A quick example, so the words stick
Watch how the vocabulary stacks up in one hand. You’re on the button with A♠ K♠. A nit opens from under the gun, you call to stay in position, everyone else folds.
The flop comes K♦ 7♣ 2♠ — you’ve hit top pair with the best kicker. The nit fires a continuation bet; you call to keep their range wide. The turn is a blank, the 4♥. Now the nit checks, and you bet for value. They call.
The river brings the 5♠. The nit checks again, you bet, and they tank before mucking — a textbook nit, folding anything but the nuts. You drag the pot. That single hand used a dozen glossary terms, and now they should all read like normal English.
Keep going
You don’t need to memorize everything here in one sitting. Bookmark the page, learn the stage and position words first because they come up every hand, and let the slang sink in as you hear it. When a specific term trips you up, the dedicated explainers — starting with the fish and the nit — go deeper than any single table can.
Frequently asked
What are the most important poker terms for beginners?

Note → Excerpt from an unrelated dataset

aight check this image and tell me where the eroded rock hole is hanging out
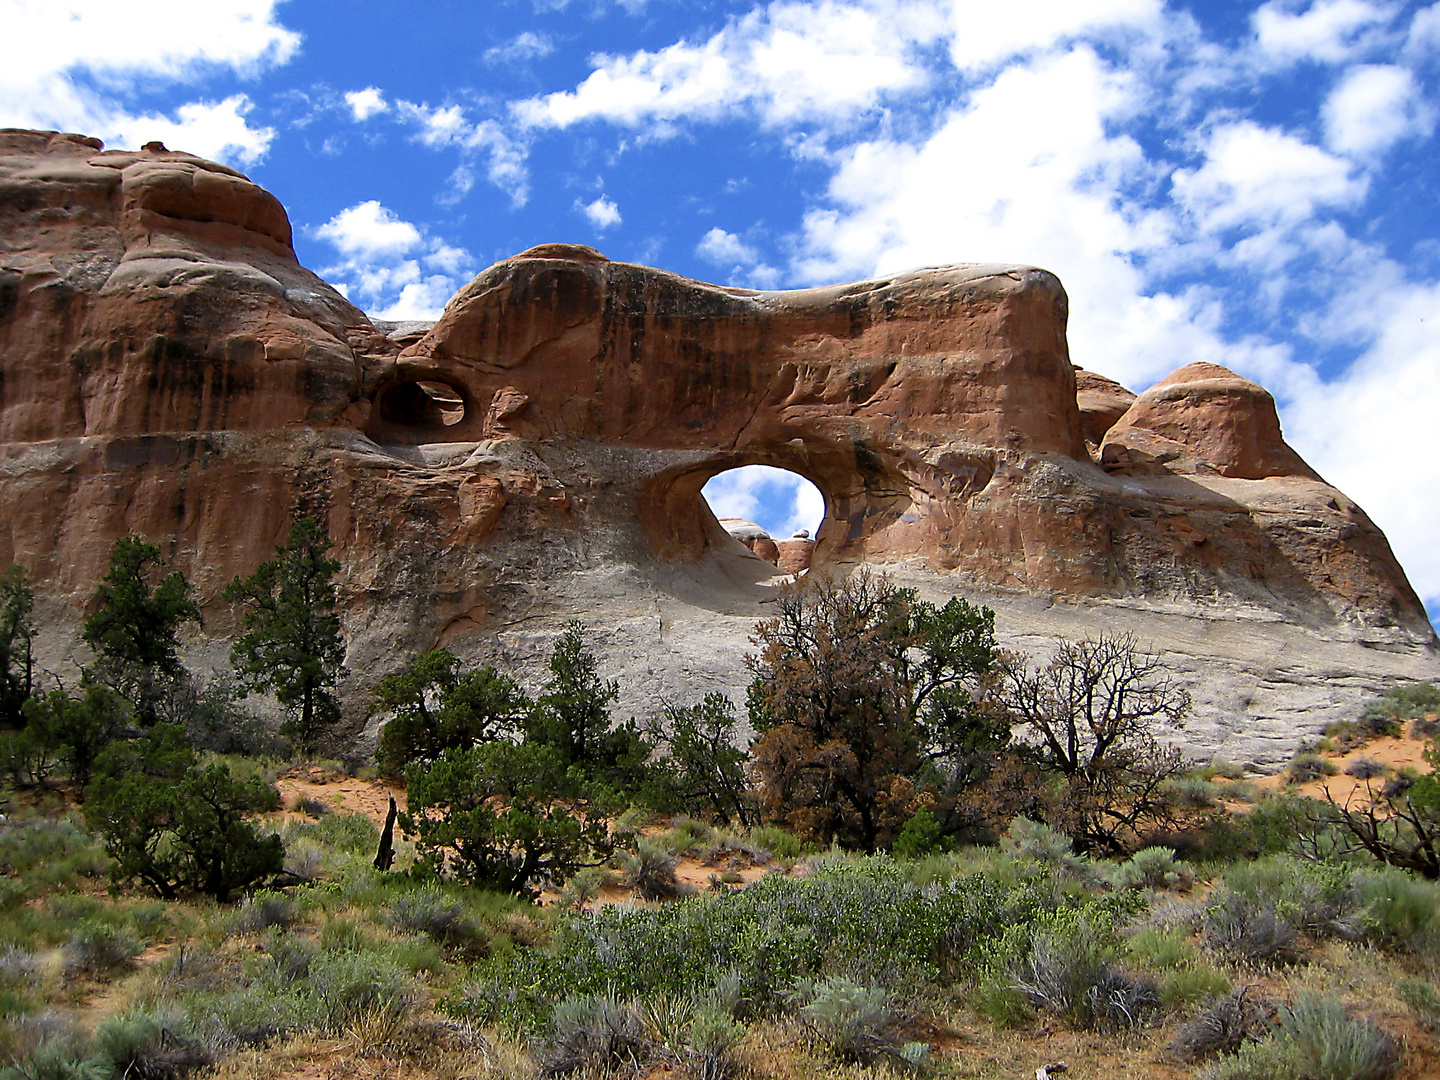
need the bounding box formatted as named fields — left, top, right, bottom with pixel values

Start with the blinds, the flop, turn, and river, position words like the button and under the gun, and core actions: check, call, raise, fold, and all-in. Those cover almost every spoken word at a low-stakes table.
What is the difference between poker terminology and poker slang?
Terminology is the official vocabulary of the rules — pot, board, showdown, kicker. Slang is the table nickname layer on top of it: fish, nit, donk, whale. Both appear in everyday play, but only the terminology shows up in a rulebook.
How do I learn poker terms quickly?
Group them by stage of the hand — preflop, flop, turn, river, showdown — rather than memorizing an alphabetical list. Each term then attaches to a moment you actually experience while playing, which is far easier to recall.
What does GTO mean in poker?
GTO stands for game theory optimal — a balanced, mathematically grounded strategy that can't be exploited even if your opponent knows it. It's the opposite of an exploitative style that targets a specific player's mistakes.